Fine Arts Cinema Officially Dead
BERKELEY, CA — Theatergoers of Berkeley, CA and the East Bay recently suffered the end of an era of repertory cinema when the Fine Arts Cinema was officially declared dead.
Patrick Kennedy, owner and developer of the apartment and commercial complex being completed on the cinema’s former site, said that the last operator, Keith Arnold, had informed him that he had given up on reopening in the building bearing its name because he had been unable to raise the $800,000 to $1.2 million necessary to outfit the unfinished space offered by Kennedy.
In 2001, Kennedy had unveiled plans to demolish the Fine Arts and two other buildings and replace them with the Fine Arts Building, which would incorporate housing, a restaurant, an art gallery, and a two-screen theater that Arnold and his partner Josephine Scherer could use to screen their art-repertory movie fare—-provided they paid an estimate of $800,000 to fit out the theaters.
“Anyone who crunched the numbers would’ve realized it wouldn’t work,” said Leslie Landburg, daughter of the founder of The Cinema (the Fine Arts' original name). “The theater simply can’t make that kind of money.”
Despite a last-ditch effort by a group of cineastes enlisted by Landberg, Kennedy succeeded in getting a demolition permit, and the cinema was demolished on March 30, 2002.

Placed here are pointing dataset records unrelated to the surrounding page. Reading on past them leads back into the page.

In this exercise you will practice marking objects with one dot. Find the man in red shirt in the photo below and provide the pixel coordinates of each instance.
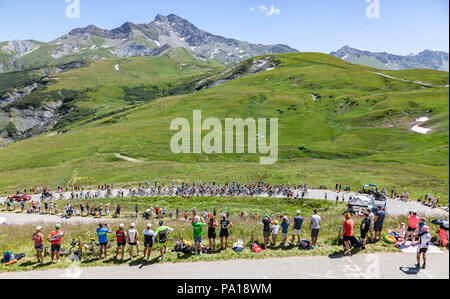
(55, 238)
(349, 225)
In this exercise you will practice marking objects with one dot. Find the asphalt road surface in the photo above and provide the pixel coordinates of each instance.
(360, 266)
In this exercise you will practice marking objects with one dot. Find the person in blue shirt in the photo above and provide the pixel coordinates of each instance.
(102, 234)
(297, 227)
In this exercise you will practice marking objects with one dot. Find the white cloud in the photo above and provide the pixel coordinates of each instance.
(268, 12)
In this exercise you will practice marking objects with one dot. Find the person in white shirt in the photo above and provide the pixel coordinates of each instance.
(425, 240)
(275, 230)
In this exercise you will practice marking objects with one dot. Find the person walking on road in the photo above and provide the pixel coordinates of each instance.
(297, 227)
(198, 233)
(55, 238)
(38, 239)
(133, 239)
(349, 225)
(121, 237)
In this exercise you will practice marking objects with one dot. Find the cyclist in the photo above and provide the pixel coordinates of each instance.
(121, 237)
(161, 233)
(55, 238)
(102, 234)
(148, 241)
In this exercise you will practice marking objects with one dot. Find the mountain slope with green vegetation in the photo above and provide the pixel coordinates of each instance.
(338, 122)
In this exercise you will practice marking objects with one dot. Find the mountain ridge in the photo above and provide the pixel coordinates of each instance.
(426, 59)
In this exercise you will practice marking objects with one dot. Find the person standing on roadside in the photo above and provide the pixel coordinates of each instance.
(38, 239)
(314, 225)
(349, 225)
(102, 234)
(55, 238)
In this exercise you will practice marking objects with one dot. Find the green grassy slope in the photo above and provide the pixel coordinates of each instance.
(358, 131)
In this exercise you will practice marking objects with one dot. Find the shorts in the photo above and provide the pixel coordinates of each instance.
(364, 234)
(315, 232)
(296, 232)
(422, 250)
(56, 247)
(378, 227)
(347, 238)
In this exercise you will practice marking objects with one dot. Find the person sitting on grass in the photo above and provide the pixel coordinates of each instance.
(275, 230)
(365, 226)
(212, 224)
(102, 234)
(198, 233)
(284, 230)
(349, 225)
(38, 239)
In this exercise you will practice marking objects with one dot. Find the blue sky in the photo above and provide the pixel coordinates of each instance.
(403, 26)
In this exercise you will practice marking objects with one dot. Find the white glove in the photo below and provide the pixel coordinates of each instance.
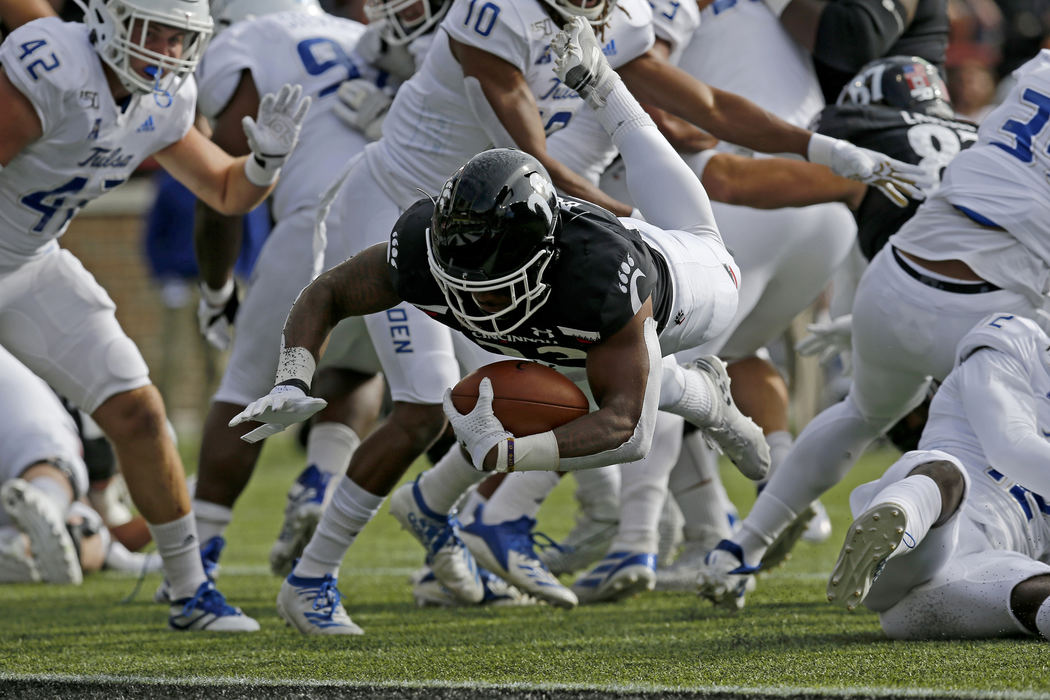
(274, 133)
(898, 181)
(479, 430)
(362, 106)
(215, 313)
(830, 339)
(284, 406)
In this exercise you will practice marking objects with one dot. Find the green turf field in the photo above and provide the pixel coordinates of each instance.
(786, 641)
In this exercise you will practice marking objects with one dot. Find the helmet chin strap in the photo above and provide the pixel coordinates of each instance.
(161, 96)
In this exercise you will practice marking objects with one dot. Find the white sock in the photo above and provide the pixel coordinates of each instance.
(919, 496)
(442, 485)
(212, 520)
(330, 447)
(597, 492)
(521, 493)
(698, 490)
(351, 509)
(56, 491)
(180, 548)
(1043, 619)
(645, 489)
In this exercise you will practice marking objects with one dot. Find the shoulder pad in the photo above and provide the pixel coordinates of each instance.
(1008, 333)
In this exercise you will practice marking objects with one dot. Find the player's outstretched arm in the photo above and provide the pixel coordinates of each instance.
(357, 287)
(237, 185)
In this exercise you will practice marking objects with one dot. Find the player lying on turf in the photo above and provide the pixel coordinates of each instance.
(953, 539)
(500, 257)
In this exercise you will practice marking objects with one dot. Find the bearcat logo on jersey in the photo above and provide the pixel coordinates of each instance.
(629, 278)
(106, 157)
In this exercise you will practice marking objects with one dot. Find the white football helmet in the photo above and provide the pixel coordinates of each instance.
(227, 12)
(594, 12)
(119, 30)
(398, 30)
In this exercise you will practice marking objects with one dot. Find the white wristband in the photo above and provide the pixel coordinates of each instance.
(295, 364)
(777, 6)
(258, 174)
(537, 452)
(820, 149)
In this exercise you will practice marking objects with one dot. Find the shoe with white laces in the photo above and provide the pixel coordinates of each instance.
(683, 573)
(725, 579)
(210, 551)
(819, 528)
(17, 565)
(314, 606)
(585, 545)
(731, 431)
(874, 537)
(306, 503)
(51, 545)
(618, 575)
(428, 591)
(450, 560)
(581, 63)
(507, 550)
(779, 550)
(207, 611)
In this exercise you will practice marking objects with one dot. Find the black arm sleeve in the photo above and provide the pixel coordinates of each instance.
(854, 32)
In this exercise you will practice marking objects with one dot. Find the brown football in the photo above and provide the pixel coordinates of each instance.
(527, 397)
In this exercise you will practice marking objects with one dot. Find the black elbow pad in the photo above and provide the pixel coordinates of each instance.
(854, 32)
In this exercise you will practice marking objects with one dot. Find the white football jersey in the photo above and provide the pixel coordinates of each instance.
(315, 51)
(89, 144)
(432, 129)
(674, 21)
(995, 497)
(740, 46)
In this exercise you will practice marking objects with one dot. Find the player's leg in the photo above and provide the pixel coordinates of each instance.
(630, 565)
(905, 530)
(75, 343)
(355, 397)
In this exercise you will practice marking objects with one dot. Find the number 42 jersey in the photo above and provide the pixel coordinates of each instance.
(89, 144)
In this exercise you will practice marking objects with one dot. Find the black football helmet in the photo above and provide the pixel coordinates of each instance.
(905, 82)
(402, 22)
(494, 230)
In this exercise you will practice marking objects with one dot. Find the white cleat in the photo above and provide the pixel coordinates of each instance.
(581, 63)
(302, 512)
(731, 431)
(723, 578)
(314, 606)
(819, 528)
(585, 545)
(618, 575)
(207, 611)
(35, 514)
(507, 550)
(874, 537)
(446, 554)
(16, 563)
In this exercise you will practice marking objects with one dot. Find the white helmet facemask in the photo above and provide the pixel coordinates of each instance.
(120, 30)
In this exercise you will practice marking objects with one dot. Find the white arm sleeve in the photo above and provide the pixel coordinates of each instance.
(490, 124)
(637, 446)
(996, 395)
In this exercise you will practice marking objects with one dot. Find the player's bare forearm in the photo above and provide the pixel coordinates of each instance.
(776, 183)
(357, 287)
(216, 244)
(723, 114)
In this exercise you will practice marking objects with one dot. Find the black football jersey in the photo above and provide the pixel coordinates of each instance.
(904, 135)
(925, 37)
(601, 274)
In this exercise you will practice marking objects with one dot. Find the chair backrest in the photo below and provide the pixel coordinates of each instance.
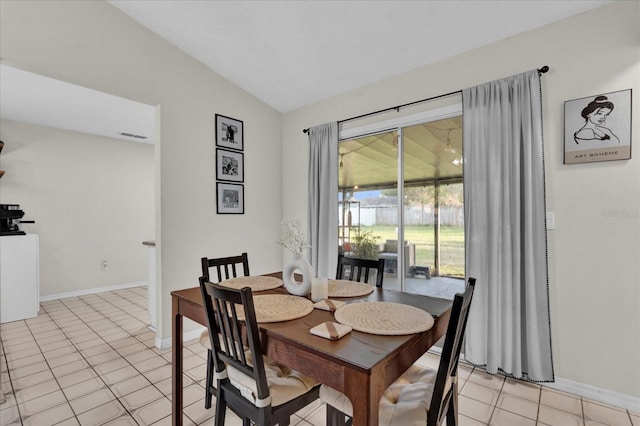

“Kennedy just uses these people for PR,” Landburg said, “then puts them over a barrel to say ‘this is a done deal.’ But somehow it never is.
“it’s the same thing that happened with the Shotgun Players and the Gaia Building.”
When the Fine Arts Building opens, the theater space will stand vacant—-in much the same way as much of the first-floor space in Kennedy’s other buildings.
“It makes me angry,” said Elliot Cohen, a longtime habitue of the Fine Arts. “We lost an important cultural amenity.”